At the flat, Aina unlocked the door. The smell of sambal hit her immediately. Her mother was in the kitchen, already home from her shift at the clinic. Her father would be home by seven.
Aina was in the Robotics Club. It was the only place she felt truly awake. When she coded the little Arduino robot to navigate a maze, the world fell away – no SPM, no parents' expectations, no endless kerja kursus (coursework) binders that had to be bound in clear plastic with a green cover page exactly 2cm from the top margin.
"See you. Don't forget – Add Maths tuition."
Li Qin snorted, muffling the sound behind her hand. "You try having a fringe this short. It keeps escaping." Budak Sekolah Tunjuk Burit
And for now, that was enough.
This, Aina thought, was the real syllabus. Not the textbooks, not the endless past-year SBP papers. It was learning to share a bench with someone who prayed differently, ate differently, spoke differently at home. It was learning that the boy who struggled in Bahasa Malaysia was a genius at badminton. It was learning that the girl who never spoke in English class could write poetry that made you cry.
"What isn't?" Li Qin was now scrolling through her hidden phone, checking TikTok. At the flat, Aina unlocked the door
"It's not fair," Aina murmured.
"It was okay, Ma," she said. "It was a good day."
Aina walked home with Li Qin.

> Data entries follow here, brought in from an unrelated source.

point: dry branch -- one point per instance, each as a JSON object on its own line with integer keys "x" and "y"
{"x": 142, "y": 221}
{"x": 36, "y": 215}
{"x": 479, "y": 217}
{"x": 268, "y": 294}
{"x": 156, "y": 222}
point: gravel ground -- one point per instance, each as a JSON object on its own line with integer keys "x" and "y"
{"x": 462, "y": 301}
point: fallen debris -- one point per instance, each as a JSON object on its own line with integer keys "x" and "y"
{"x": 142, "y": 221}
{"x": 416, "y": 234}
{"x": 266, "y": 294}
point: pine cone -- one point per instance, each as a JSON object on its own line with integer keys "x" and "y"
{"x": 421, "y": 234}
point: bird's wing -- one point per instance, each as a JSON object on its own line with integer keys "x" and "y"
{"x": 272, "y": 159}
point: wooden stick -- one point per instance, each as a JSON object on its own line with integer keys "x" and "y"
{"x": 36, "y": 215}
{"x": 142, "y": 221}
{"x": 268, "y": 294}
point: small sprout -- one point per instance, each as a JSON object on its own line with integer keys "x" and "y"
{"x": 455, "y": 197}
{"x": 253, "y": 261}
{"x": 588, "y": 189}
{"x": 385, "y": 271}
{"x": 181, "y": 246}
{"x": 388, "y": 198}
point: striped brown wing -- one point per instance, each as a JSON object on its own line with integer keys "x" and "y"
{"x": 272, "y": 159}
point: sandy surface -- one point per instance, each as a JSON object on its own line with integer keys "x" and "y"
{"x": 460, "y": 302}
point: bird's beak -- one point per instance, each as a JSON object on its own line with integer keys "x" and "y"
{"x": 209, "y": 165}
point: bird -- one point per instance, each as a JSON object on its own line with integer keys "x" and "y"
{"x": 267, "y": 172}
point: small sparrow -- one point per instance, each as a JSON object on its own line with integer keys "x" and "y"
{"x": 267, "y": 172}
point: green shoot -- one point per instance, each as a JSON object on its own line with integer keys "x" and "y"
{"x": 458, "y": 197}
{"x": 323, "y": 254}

The rain had stopped. The sun was fierce now, drying the pavement in patches. They passed the mosque, the Chinese temple, the little Hindu shrine tucked between two shoplots. A familiar sound drifted from an open window – someone practicing the piano. Chopin. Aina recognized it from her own piano lessons, which she had quit three years ago because there was no time. Her father would be home by seven
Aina dropped her bag on the floor. She thought about the robot she wanted to build. The SPM next year. Li Qin's croissants. The boy reading under the rain tree.
"Everything. The SPM is next year. My father keeps saying, 'You want to be an engineer or a doctor?' He doesn't even ask anymore. He just assumes."

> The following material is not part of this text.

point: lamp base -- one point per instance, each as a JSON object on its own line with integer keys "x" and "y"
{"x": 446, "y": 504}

In Chemistry, Puan Shida wrote the formula for electrolysis on the whiteboard. "This will be in your SPM," she said, tapping the marker against the board. The class groaned. "I don't make the rules," she added, almost apologetically.
The rain came down in grey sheets over Kuala Lumpur, plastering the bougainvillea petals to the pavement outside SMK Taman Megah. Inside, the air smelled of floor wax, old books, and the faint sweetness of curry puffs from the canteen.